On Pitts, McCulloch and logic:

[p. 185-186] In the papers that Pitts wrote independently of McCulloch, Pitts did not suggest that the brain is a logic machine. Before McCulloch entered the picture, neither Pitts nor any  other member of Rashevsky’s biophysics group employed logical or computational language to describe the functions performed by networks of neurons. The use of logic and computation theory to model the brain and understand its function appeared for the first time in McCulloch and Pitts’s 1943 paper; this is likely to be a contribution made by McCulloch to his joint project with Pitts. […]

Soon after McCulloch met Pitts, around the end of 1941, they started collaborating on a joint mathematical theory that employed logic to model nervous activity, and they worked on it during the following two years. They worked so closely that Pitts (as well as Lettvin) moved in with McCulloch and his family for about a year in  Chicago. McCulloch and Pitts became intimate friends and they remained so until their death in 1969.  According to McCulloch, they worked largely on how to treat closed loops of activity mathematically, and the solution was worked out mostly by Pitts using techniques that McCulloch didn’t understand. To build up their formal theory, they adapted Carnap’s rigorous (but cumbersome) formalism, which Pitts knew from having studied with Carnap.

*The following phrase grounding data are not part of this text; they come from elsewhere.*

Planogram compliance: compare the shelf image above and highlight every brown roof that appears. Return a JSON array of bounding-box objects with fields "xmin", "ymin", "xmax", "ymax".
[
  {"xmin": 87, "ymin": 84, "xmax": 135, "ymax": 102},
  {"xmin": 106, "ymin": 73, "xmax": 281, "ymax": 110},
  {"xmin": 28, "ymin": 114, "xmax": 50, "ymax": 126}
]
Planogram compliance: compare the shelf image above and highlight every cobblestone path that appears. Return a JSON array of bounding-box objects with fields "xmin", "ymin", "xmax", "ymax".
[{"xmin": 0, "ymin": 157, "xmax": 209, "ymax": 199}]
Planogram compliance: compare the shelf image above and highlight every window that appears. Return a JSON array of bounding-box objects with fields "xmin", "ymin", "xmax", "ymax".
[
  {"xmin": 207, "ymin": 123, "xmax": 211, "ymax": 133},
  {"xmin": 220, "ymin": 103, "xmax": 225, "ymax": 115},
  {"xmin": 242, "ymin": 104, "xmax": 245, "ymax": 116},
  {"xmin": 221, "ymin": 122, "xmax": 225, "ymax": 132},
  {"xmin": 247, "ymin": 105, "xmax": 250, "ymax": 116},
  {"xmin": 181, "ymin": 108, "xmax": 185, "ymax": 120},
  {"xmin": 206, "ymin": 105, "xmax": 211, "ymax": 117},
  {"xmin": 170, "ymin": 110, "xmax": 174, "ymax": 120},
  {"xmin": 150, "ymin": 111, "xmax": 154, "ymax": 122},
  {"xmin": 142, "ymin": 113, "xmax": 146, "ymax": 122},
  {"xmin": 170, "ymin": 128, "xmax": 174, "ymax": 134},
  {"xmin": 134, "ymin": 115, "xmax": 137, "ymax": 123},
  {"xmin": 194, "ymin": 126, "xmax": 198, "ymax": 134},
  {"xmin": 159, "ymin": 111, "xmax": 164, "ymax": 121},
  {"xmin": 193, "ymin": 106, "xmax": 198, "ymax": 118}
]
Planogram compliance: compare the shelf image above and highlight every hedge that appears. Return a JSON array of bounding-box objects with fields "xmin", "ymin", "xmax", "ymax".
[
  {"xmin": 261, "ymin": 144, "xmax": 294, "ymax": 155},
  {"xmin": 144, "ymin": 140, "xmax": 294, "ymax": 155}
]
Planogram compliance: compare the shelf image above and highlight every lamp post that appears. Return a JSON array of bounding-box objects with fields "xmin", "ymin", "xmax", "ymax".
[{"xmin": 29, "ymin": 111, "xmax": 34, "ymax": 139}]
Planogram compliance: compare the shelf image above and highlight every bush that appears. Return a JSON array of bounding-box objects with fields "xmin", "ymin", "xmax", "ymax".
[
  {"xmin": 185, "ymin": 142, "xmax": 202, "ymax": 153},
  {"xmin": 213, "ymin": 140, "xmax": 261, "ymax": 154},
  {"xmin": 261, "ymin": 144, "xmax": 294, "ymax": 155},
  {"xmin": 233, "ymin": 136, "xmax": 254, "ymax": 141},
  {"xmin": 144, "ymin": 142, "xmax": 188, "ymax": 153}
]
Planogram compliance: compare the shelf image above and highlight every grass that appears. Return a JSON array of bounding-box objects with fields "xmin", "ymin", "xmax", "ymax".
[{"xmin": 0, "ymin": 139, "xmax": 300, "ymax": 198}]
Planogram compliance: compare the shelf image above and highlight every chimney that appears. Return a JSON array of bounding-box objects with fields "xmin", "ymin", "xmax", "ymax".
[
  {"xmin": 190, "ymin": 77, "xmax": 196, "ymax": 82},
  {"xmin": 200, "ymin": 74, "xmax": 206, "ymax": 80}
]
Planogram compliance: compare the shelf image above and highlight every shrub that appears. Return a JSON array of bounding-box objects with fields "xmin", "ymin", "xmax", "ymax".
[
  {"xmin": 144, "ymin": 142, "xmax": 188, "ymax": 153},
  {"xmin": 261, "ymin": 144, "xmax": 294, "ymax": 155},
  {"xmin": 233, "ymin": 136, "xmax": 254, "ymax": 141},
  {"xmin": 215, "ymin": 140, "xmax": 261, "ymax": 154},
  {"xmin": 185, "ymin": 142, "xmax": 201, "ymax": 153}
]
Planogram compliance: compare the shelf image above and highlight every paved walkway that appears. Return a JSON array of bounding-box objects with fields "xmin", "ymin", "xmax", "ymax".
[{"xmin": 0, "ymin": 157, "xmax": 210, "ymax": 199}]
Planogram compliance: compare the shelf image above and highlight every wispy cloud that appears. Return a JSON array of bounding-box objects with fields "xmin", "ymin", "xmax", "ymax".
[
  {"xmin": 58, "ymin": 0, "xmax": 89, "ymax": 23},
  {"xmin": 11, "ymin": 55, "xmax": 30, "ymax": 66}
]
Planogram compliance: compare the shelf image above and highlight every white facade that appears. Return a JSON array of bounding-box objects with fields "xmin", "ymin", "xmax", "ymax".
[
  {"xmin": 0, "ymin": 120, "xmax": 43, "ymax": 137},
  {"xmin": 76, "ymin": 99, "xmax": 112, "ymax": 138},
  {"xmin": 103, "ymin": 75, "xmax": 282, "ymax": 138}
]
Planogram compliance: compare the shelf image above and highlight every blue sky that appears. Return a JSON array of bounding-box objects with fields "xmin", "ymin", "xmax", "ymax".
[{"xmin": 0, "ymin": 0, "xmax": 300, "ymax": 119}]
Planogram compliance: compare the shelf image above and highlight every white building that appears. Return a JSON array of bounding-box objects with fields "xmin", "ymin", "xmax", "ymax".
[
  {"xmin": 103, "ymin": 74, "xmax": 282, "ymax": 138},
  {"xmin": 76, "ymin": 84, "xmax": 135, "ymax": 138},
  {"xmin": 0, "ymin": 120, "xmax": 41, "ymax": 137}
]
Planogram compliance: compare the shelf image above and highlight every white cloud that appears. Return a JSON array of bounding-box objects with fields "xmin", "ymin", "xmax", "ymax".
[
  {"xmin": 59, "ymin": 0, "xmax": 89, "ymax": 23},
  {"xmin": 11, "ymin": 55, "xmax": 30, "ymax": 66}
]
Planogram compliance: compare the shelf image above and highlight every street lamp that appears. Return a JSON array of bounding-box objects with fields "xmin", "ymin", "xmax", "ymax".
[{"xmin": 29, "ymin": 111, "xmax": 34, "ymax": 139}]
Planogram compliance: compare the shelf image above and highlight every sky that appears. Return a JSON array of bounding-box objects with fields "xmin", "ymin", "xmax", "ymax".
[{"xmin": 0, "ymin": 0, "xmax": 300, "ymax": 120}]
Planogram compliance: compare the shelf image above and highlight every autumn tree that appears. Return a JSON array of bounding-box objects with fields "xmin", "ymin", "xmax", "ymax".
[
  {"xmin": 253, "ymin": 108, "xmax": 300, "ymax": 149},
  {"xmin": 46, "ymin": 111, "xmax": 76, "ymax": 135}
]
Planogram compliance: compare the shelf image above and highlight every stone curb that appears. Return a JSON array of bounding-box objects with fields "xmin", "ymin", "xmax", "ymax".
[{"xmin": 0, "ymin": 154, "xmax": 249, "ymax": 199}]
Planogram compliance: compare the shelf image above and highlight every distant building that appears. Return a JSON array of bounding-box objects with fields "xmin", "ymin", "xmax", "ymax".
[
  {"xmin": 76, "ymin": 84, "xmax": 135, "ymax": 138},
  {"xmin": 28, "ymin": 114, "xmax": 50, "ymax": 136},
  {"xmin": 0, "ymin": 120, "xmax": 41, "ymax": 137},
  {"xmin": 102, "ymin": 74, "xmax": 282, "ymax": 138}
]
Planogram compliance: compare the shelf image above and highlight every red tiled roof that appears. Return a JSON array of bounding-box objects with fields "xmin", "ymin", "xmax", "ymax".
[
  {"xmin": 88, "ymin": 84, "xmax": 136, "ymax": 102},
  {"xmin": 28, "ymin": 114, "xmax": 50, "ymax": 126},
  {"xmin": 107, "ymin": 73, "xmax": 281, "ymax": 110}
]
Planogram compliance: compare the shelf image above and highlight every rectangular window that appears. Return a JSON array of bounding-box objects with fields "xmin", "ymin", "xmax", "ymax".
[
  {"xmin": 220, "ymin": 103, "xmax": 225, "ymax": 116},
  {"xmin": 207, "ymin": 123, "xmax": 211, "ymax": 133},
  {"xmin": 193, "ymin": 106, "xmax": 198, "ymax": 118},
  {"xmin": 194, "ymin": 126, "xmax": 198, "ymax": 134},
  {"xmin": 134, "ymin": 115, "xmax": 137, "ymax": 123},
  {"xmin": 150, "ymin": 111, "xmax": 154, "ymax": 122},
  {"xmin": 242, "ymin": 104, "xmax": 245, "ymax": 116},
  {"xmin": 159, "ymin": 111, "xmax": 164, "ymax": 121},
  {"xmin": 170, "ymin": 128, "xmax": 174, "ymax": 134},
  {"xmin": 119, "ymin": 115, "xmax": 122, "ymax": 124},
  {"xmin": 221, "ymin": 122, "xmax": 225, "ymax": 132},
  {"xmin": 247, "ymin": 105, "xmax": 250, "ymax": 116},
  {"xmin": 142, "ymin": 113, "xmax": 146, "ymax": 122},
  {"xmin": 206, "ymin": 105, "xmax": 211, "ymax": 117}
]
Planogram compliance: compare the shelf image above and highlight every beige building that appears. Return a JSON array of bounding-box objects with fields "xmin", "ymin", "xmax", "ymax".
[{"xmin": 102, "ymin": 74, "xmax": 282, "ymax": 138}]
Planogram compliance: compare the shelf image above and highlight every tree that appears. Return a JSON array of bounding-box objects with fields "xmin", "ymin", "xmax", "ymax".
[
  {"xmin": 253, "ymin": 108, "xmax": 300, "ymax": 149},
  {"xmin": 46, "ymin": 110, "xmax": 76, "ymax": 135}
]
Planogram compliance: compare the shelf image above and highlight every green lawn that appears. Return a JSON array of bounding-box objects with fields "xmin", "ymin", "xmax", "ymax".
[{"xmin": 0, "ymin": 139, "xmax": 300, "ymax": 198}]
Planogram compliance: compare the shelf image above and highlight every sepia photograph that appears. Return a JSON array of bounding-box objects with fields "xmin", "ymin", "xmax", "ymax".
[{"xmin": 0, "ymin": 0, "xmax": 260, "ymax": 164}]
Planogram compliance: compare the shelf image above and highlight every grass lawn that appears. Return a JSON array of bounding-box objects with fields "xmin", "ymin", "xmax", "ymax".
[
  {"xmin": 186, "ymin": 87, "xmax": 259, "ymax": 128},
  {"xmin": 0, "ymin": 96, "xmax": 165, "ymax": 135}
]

Thus, according to McCulloch, Pitts did all the difficult technical work.

A citation from McCullogh and Pitts paper [p. 17 from the linked pdf]

It is easily shown: first, that every net, if furnished with a tape, scanners connected to  afferents, and suitable efferents to perform the necessary motor-operations, can compute only such numbers as can a Turing machine; second, that each of the latter numbers can be computed by such a net; and that nets with circles can be computed by such a net; and that nets with circles can compute, without scanners and a tape, some of the numbers the machine can, but no others, and not all of them. This is of interest as affording a psychological justification of the Turing definition of computability and its equivalents, Church’s  $\lambda$-definability and Kleene’s primitive recursiveness: If any number can be computed by an organism, it is computable by these definitions, and conversely.

Comment by Piccinini on this:

[p. 198] in discussing computation in their paper, McCulloch and Pitts  did not prove any results about the computation power of their nets;  they only stated that there were results to prove. And their conjecture was not that their nets can compute anything that can be computed by Turing Machines. Rather, they claimed that if their nets were provided with a tape, scanners, and ‘‘efferents,’’ then they would compute what Turing Machines could compute; without a tape, McCulloch and Pitts expected even nets with circles to compute a smaller class of functions than the class computable by Turing Machines.

I have boldfaced the previous paragraph because I find it especially illuminating, resembling the same kind of comment as the one on currying I gave in the post “Currying by using zippers and an allusion to the Cartesian Theater“.

[p. 198-199] McCulloch and Pitts did not explain what they meant by saying that nets compute. As far as the first part of the passage is concerned, the sense in which nets compute seems to be a matter of describing the behavior of nets by the vocabulary and formalisms of computability theory. Describing McCulloch–Pitts nets in this way turned them into a useful tool for designing circuits for computing mechanisms. This is how von Neumann would later use them (von Neumann 1945).